In het programma van Pointer worden meerdere claims gepresenteerd die door energieleveranciers
bij de verkoop van gas met koolstofcertificaten worden gemaakt. De ACM heeft een Leidraad
Duurzaamheidsclaims opgesteld waarin strenge eisen worden gesteld aan het gebruik
van een CO2-compensatie claims. Bij het beoordelen van claims waarin het woord «compensatie»
voorkomt, dient te worden gekeken naar de context. Daarbij gelden onder het huidige
wettelijke kader wel reeds strenge eisen aan de wijze waarop de term mag worden gebruikt,
zoals ook toegelicht in de ACM Leidraad Duurzaamheidsclaims. Wanneer een consument
of andere belangenpartijen het vermoeden hebben dat er bij aangeboden CO2-compensatie sprake is van misleiding, kan hiervoor een melding worden gemaakt via
de ConsuWijzer van de ACM.
Vraag 2
In het artikel wordt gesteld dat compensatieprojecten gemiddeld tien keer slechter
presteren dan beloofd en in sommige gevallen helemaal geen compensatie-effect hebben.

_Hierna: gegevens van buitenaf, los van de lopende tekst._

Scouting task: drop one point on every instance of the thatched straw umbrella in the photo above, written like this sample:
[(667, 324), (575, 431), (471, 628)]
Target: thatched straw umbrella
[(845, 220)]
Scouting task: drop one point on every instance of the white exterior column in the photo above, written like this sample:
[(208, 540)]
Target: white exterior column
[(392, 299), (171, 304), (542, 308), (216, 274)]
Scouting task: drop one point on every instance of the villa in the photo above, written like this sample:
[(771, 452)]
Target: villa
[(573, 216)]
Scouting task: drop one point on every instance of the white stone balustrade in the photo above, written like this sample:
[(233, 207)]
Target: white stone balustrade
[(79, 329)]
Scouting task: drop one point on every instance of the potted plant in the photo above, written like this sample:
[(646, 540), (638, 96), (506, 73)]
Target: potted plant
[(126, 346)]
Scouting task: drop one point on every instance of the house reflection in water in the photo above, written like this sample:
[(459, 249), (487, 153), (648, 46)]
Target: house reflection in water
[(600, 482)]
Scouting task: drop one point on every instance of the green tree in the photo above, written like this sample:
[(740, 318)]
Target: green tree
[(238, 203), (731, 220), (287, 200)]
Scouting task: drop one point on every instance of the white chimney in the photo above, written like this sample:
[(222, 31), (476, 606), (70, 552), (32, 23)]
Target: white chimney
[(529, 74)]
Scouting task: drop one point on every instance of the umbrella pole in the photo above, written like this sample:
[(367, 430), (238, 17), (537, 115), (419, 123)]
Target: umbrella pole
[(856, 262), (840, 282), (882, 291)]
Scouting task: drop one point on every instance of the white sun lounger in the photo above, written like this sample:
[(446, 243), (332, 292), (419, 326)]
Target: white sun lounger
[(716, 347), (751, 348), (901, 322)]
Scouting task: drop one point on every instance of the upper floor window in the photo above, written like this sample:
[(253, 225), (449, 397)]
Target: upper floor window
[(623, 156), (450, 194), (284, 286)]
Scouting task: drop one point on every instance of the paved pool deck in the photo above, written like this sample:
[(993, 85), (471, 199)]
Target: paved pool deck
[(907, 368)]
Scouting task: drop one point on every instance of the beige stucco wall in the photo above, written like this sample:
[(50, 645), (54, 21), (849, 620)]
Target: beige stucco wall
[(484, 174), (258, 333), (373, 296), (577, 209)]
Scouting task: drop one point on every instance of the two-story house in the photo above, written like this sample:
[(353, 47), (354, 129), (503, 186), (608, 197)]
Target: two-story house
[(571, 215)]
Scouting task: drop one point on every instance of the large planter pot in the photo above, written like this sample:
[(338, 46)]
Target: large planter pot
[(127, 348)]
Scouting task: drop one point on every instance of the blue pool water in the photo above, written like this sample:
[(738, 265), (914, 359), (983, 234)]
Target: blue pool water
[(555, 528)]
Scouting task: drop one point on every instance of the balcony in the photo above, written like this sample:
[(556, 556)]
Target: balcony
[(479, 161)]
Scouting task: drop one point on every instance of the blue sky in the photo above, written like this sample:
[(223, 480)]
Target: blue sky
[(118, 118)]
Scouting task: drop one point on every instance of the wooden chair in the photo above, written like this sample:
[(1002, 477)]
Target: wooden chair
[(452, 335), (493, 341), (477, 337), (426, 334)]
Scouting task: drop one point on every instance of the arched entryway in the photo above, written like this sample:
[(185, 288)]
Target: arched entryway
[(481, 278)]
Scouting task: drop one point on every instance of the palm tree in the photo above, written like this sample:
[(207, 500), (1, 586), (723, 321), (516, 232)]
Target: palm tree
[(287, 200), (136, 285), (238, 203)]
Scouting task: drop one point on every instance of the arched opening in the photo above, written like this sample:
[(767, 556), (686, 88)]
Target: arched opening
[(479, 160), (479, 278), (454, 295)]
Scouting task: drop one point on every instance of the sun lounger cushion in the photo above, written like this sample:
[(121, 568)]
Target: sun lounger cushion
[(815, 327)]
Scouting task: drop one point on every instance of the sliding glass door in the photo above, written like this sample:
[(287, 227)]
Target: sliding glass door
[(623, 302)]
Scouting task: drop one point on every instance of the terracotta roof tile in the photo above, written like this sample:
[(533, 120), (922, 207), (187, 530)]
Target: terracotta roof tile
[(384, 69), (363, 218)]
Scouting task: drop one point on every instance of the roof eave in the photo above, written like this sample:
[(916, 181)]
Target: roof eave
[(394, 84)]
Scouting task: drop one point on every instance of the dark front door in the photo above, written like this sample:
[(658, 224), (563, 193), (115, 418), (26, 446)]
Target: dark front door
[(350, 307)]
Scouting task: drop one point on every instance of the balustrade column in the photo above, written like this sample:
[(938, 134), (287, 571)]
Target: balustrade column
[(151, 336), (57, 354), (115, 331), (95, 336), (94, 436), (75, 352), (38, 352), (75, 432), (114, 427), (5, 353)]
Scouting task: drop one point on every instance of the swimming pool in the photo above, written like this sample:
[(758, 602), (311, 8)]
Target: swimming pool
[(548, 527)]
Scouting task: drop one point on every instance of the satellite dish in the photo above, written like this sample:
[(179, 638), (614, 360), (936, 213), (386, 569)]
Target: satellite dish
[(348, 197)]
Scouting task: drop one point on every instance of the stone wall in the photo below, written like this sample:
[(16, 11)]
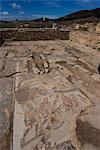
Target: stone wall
[(87, 38), (35, 35)]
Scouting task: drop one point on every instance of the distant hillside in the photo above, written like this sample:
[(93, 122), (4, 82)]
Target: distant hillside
[(81, 17)]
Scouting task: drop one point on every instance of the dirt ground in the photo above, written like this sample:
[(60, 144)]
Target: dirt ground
[(49, 96)]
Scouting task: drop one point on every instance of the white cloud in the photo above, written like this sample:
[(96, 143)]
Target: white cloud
[(47, 16), (16, 6), (52, 3), (4, 13)]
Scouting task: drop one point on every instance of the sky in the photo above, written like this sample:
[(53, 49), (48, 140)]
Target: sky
[(33, 9)]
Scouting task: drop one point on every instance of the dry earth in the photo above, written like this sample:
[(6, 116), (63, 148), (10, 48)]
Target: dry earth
[(49, 96)]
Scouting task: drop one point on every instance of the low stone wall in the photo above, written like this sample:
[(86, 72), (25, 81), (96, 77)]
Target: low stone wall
[(87, 38), (35, 35)]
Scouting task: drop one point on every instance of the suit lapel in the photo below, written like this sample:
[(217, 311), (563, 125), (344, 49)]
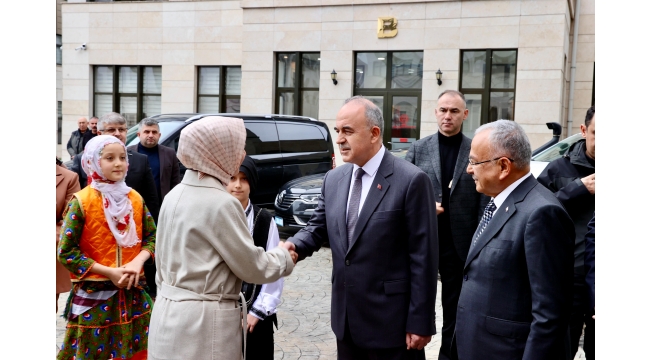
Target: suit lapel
[(375, 195), (435, 160), (342, 203), (506, 210), (461, 162)]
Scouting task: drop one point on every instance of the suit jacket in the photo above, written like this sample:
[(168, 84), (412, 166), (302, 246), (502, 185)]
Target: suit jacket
[(170, 174), (516, 298), (385, 283), (138, 177), (466, 205), (66, 185)]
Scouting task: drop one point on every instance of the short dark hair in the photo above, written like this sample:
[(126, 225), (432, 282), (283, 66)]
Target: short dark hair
[(590, 115), (454, 92)]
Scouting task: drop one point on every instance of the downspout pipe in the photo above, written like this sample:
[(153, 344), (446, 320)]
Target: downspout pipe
[(574, 52)]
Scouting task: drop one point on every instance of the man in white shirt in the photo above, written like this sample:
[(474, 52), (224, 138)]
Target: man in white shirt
[(515, 301)]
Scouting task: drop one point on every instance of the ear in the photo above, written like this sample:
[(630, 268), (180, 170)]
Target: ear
[(505, 168)]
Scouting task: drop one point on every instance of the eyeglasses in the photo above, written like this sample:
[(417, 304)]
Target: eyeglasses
[(483, 162), (112, 130)]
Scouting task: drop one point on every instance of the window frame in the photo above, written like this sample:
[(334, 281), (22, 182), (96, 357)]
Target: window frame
[(116, 95), (297, 89), (388, 93), (485, 92), (222, 87)]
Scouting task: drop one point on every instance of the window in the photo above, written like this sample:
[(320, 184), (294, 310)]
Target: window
[(214, 95), (298, 80), (58, 49), (487, 80), (133, 91), (59, 123), (393, 81)]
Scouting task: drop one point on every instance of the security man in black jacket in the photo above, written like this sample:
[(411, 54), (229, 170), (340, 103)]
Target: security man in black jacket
[(573, 180)]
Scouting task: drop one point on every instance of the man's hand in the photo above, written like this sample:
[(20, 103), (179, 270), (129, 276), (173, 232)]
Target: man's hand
[(251, 321), (590, 183), (439, 208), (416, 342), (291, 247)]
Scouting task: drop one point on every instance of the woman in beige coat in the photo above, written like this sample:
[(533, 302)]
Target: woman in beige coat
[(204, 250), (67, 183)]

Bent u bekend met dergelijke discrepanties tussen beloofde en daadwerkelijke CO2-reducties bij compensatieprojecten? Zo ja, welke maatregelen overweegt u om de transparantie
en effectiviteit van deze projecten te verbeteren?
Antwoord 2
Het klopt dat er uit onderzoeken is gebleken dat er koolstofcertificaten op de markt
zijn die niet de beloofde CO2-reductie of verwijdering hebben opgeleverd. Dit draagt niet bij aan de reputatie
van deze markt en weerhoudt mogelijke kopers van koolstofcertificaten zoals bedrijven
of organisaties, maar ook burgers, om via deze certificaten te investeren klimaatprojecten.
Dat het niet de beloofde CO2-reductie of verwijdering oplevert betekent niet dat het steunen van klimaatprojecten
helemaal geen positieve effecten heeft. Het betekent wel dat het vervolgens claimen
van bijvoorbeeld klimaatneutraliteit of emissiereductie niet altijd een eerlijke claim
is. Nederland heeft samen met een aantal EU-landen een gemeenschappelijke positie
op de vrijwillige markt ontwikkeld en aanbevelingen gepubliceerd tijdens de VN-klimaattop
in Dubai afgelopen jaar.2 In deze aanbevelingen worden bedrijven of organisaties die koolstofcertificaten gebruiken
voor duurzaamheidsclaims aangemoedigd hierover jaarlijks te rapporten in een publiek
beschikbaar rapport met onder meer informatie over het type en de hoeveelheid certificaten.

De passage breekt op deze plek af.